Lara Colturi parte sotto la bandiera albanese e fino a qualche giorno fa non si sbilanciava sull’ipotesi di tornare italiana per Milano-Cortina. Debuttano le sorelle statunitensi Mary ed Elisabeth Bocock, 20 e 18 anni. E poi ci sono le nostre.
VOCI Sofia Goggia
Domani la prima gara sul ghiacciaio austriaco di Soelden, il gigante femminile. È una stagione senza Giochi o Mondiali, ma all’insegna delle Coppe del mondo (lei ne vuole due: la quinta in discesa e la prima in superG).
«La pelle da iena l’ho sempre. Anzi, da puma, perché la iena approfitta, mentre il puma attacca. E io attaccherò».
➣ Con Mikaela nascerà un’amicizia come quella che ha con Lindsey Vonn?

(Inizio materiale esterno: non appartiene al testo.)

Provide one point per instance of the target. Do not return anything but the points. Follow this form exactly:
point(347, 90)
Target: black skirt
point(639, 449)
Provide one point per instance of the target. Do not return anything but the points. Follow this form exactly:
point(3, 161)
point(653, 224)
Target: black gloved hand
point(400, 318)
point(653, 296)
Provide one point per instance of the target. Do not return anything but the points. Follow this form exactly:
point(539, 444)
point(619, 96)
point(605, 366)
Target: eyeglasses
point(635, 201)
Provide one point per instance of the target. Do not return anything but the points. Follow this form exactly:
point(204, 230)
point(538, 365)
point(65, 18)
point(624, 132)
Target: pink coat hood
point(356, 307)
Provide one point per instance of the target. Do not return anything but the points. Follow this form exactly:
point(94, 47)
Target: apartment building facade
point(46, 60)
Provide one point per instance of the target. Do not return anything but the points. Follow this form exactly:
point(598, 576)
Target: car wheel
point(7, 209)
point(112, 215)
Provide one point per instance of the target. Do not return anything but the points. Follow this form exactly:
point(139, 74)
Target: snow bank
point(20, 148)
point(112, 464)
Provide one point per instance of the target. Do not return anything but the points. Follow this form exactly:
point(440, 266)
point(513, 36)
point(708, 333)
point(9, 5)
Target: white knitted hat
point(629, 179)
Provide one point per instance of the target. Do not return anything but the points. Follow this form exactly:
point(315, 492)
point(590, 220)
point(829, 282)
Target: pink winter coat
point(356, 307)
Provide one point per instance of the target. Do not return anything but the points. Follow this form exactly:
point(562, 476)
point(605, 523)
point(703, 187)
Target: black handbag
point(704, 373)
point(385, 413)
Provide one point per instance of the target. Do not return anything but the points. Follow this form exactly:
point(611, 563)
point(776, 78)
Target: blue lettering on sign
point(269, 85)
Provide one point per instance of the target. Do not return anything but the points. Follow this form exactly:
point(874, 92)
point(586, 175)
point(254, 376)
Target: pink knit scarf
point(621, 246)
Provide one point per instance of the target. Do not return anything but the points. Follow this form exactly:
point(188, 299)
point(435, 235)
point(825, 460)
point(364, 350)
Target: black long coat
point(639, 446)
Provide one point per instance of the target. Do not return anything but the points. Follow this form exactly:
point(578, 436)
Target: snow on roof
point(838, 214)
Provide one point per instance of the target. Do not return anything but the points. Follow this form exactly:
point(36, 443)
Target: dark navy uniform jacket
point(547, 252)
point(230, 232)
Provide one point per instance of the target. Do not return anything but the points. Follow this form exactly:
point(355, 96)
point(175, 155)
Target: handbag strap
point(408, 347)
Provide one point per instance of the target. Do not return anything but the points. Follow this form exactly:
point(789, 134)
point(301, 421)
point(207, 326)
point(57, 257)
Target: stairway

«No. Lindsey aveva una caratura europea, anche come imprinting culturale. Shiffrin l’ho conosciuta soprattutto dalle interviste, peraltro belle e calibrate. È circondata dal team, la distanza che avverti da lei è lo sfogo con cui si protegge».
➣ Lei è dura con sé stessa: non è ora di ammorbidirsi?
«Chi non è esigente con sé stesso non è ambizioso. E io sono estremamente ambiziosa. Però, sì, forse devo smussare la rigidità. Ho finalmente capito che sbagliare non significa essere… sbagliati».
intervista di flavio vanetti, Corriere della sera [tutta qui]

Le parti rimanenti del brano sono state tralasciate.